1931(昭和6)年3月、念珠関第一尋常高等小学校尋常科を卒業。12歳で農業と漁業を営む自営業の家に子守り奉公に出た。同級生46人のうち、高等科に進んだのは数人。男は大工か左官か漁師、女は子守り奉公か一部は紡績工場に働きに出る。当時は半ば決まったコースで、大きな自営業者はどこも働き手不足を補うため、子守りを雇った。
「まだ12歳。子供が子供を子守しているようだった」と話す、住み込み奉公の手当は盆3円と正月の5円だけ。子供心に「手当は年2回しかもらえないもの」と思った。その手当も全部実家に渡し、何か自分の物を買った記憶はない。
子供の時から勉強が好きで、学校の成績も上位。夢は学校の先生。山形師範に進みたかった。「父は造船所の木挽き職人。2男2女の2番目。貧乏な暮らしに、(進学など)とても親に言い出せなかった。『及ばぬ鯉の滝登り』。自分にそう言い聞かせてあきらめるしかなかった。親を困らせてはならない。まず、家のことを立て、親孝行することが先。我慢することは当たり前、まして女はだった」
子守り奉公は16歳で辞めた。樺太で開業する鶴岡市の眼科医に同行し、窓口で事務の仕事をするためだ。勉強好きだったことを知る、知り合いの紹介だった。「稼ぐことができる」と、ためらいはなかった。
親に呼び戻され、20歳で製材所の勤め人と結婚。3男4女が生まれるが、4番目の二女を、生後すぐ急性肺炎で失う。
行商を始めたのは、53(昭和28)年正月。一番下の3男が生まれて3カ月後だった。今でこそ「一言でいえば食うに困ってのこと」と一笑するが、物もらいと間違われるのが嫌で嫌で、イサバになりたくない一心で、男がする山仕事、建設現場でもがむしゃらに働いた。
「イサバになれば現金収入になる。街(鶴岡市)で食べ物を手に入れることができることは分かっていても、恥ずかしくて、死んでも行商はしたくないと思っていた」
食糧難の時代。戦争や海で夫を亡くした女性たちは、資本もいらず、荷を背負う体力さえあれば身ひとつで商売できるイサバに走った。
家が農家なら物々交換もできたろうが、夫が給料取りではそれもできない。給料はもらっても、食べ物がなくては生きていけない現実がつきまとった。6人の子供がひもじい思いをしているのを見かねた実家の母から「子供を死なせる気か。育てるためには何でもしねばねもんだ」と、厳しく叱責(しっせき)される。

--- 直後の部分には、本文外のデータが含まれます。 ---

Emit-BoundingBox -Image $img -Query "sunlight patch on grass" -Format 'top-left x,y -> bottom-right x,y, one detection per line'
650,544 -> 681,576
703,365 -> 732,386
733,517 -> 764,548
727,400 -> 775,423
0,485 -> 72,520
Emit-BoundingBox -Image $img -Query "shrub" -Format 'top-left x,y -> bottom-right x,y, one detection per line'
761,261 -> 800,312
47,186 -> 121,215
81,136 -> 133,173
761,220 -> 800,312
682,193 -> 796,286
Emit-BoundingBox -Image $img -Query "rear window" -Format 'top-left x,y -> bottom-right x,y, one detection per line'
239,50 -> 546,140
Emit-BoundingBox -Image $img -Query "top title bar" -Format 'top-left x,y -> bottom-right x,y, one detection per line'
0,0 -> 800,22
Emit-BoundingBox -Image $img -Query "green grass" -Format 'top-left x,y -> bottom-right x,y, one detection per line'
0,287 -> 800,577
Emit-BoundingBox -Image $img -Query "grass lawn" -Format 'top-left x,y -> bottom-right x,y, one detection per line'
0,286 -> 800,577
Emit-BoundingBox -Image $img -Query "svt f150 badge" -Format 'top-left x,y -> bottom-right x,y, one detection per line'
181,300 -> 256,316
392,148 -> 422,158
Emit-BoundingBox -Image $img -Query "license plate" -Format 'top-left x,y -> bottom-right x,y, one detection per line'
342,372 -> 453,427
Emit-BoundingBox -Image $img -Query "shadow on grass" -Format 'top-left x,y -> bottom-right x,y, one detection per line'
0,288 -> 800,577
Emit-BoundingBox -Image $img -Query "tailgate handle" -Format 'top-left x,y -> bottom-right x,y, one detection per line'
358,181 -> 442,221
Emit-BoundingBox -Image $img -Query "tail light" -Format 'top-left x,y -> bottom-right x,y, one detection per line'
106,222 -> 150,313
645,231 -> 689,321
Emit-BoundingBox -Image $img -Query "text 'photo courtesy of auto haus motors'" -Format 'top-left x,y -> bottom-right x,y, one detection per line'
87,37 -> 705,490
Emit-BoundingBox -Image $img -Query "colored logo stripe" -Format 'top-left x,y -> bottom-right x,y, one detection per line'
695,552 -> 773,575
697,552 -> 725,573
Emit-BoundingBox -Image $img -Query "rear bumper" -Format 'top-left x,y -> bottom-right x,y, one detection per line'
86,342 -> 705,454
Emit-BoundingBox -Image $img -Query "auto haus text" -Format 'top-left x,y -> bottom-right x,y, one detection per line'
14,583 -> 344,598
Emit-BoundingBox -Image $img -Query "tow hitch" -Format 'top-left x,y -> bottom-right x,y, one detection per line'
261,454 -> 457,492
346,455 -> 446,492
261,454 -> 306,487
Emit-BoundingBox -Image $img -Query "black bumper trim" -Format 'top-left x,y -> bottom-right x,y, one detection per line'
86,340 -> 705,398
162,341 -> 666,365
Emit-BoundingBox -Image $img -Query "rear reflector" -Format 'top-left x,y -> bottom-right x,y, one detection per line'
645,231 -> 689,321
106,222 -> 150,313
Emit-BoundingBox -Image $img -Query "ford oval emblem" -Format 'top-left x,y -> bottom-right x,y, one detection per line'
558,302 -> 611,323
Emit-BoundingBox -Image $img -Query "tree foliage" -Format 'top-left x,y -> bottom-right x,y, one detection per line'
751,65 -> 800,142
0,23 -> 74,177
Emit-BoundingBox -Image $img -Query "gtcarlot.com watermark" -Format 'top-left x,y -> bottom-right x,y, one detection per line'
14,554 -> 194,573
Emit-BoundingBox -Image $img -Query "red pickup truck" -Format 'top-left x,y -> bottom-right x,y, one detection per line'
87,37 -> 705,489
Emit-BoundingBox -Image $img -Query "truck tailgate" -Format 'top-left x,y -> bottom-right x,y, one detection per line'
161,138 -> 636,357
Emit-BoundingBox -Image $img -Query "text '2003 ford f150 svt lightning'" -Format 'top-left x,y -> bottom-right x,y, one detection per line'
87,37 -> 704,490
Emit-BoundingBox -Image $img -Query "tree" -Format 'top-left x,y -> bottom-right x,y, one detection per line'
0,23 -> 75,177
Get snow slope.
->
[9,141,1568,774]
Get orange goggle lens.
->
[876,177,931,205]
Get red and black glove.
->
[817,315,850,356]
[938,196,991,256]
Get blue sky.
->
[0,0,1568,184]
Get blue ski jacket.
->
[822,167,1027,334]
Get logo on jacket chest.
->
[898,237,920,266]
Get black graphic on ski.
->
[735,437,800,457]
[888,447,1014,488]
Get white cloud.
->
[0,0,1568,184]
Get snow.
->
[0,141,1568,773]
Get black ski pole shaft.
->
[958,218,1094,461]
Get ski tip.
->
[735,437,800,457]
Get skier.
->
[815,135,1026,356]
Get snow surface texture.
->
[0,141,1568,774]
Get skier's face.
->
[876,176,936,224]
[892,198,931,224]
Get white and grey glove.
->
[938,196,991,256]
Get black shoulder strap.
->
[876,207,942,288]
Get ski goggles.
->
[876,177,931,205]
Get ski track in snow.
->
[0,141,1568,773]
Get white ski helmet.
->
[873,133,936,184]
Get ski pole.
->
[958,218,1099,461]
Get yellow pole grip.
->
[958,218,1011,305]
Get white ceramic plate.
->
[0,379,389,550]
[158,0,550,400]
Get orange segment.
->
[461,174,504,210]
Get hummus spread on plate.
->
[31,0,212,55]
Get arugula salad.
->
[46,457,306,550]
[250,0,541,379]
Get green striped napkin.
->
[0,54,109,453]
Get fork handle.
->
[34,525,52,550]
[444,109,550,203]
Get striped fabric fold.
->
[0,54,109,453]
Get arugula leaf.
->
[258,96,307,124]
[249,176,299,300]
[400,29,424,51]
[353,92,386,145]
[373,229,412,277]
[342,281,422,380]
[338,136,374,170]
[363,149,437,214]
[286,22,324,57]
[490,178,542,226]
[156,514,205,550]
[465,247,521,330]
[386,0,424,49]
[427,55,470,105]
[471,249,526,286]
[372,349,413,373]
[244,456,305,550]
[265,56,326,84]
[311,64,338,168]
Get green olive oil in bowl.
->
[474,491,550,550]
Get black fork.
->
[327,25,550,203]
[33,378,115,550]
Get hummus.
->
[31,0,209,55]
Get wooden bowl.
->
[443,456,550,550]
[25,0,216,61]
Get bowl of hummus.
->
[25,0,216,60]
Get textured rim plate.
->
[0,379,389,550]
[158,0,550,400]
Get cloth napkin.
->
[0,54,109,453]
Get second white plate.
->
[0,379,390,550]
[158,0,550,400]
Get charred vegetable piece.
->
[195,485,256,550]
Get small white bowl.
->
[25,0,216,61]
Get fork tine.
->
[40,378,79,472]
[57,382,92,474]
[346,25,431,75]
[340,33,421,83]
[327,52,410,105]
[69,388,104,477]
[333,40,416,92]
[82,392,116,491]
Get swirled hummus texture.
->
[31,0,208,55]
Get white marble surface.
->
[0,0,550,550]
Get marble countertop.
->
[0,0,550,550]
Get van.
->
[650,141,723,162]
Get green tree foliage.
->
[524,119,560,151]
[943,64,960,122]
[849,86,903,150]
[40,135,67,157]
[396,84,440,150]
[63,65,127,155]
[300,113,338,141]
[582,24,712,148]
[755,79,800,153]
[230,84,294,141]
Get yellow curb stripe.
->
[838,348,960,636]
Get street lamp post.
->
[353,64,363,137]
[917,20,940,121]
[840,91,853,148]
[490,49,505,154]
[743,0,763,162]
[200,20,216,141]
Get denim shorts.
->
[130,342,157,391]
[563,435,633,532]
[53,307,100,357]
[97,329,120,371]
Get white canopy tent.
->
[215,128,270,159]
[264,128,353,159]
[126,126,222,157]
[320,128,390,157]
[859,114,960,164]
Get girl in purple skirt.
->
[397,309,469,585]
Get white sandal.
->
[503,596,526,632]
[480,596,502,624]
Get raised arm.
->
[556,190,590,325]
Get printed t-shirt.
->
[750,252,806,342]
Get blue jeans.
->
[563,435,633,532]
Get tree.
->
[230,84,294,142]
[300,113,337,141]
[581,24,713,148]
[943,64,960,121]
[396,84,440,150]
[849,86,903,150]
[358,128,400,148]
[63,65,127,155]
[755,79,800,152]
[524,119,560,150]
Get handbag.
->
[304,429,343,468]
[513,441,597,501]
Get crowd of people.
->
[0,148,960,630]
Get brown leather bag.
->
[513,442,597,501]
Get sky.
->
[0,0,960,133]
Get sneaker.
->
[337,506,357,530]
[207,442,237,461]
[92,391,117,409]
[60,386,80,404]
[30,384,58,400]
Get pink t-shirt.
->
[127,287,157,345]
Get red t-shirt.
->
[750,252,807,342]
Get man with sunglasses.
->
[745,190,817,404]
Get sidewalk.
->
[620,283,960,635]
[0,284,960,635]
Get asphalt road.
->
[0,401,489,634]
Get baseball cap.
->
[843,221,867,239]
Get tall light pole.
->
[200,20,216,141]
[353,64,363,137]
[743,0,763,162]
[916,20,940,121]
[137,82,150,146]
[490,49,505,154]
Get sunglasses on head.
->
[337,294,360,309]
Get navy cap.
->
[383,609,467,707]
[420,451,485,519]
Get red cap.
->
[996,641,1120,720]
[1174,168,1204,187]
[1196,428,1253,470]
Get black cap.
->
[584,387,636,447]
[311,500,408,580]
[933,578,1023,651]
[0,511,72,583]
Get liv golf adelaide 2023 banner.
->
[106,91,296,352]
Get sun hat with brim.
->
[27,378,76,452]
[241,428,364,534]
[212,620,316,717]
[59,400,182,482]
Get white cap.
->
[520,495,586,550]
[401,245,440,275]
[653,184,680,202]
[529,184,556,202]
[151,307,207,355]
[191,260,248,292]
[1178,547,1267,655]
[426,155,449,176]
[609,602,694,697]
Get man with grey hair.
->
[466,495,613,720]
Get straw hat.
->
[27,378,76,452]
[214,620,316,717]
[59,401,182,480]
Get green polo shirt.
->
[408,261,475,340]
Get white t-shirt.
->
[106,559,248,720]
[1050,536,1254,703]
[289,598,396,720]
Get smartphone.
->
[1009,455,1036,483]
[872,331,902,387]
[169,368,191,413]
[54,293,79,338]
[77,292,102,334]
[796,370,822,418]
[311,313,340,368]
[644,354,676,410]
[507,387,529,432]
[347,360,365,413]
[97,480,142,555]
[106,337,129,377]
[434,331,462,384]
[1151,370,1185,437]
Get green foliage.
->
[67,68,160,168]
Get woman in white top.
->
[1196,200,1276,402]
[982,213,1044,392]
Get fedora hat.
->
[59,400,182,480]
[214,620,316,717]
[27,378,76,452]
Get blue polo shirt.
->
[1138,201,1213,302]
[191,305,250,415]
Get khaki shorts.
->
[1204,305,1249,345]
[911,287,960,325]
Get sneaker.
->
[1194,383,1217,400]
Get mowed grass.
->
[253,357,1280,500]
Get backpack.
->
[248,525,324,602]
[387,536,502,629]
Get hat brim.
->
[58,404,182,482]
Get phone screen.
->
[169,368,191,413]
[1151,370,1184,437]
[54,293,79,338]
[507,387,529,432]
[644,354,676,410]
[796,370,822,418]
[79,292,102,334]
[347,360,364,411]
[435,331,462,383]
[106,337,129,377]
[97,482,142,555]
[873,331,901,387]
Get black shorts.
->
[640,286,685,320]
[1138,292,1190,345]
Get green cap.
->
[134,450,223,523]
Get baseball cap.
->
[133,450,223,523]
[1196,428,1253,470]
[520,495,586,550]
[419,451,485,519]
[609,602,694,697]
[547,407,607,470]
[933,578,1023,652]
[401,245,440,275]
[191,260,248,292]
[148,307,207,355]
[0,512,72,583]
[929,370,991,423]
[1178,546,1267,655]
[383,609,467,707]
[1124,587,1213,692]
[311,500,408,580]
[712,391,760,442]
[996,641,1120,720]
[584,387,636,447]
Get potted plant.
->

二女を亡くしたのは、食料も物資も困窮した44(昭和19)年。母の言葉が胸に突き刺さった。
(粕谷昭二)
メモ イサバの歴史は古い。「わが郷土鶴岡」(鶴岡市刊)では、庄内藩は城下の上肴町と下肴町(ともに現本町)に魚問屋を置いた。魚の需要が増えた1671(寛文11)年には他町内の「市の日」でも魚が売られ、触れ売りも自由になった。1784(天明4)年にはイサバの始まりとなる売り子が34人いた。浜から荷車で夜明け前に運んで来た魚は鮮度が良く「日通(ひどお)し」と呼ばれ、値も高かった。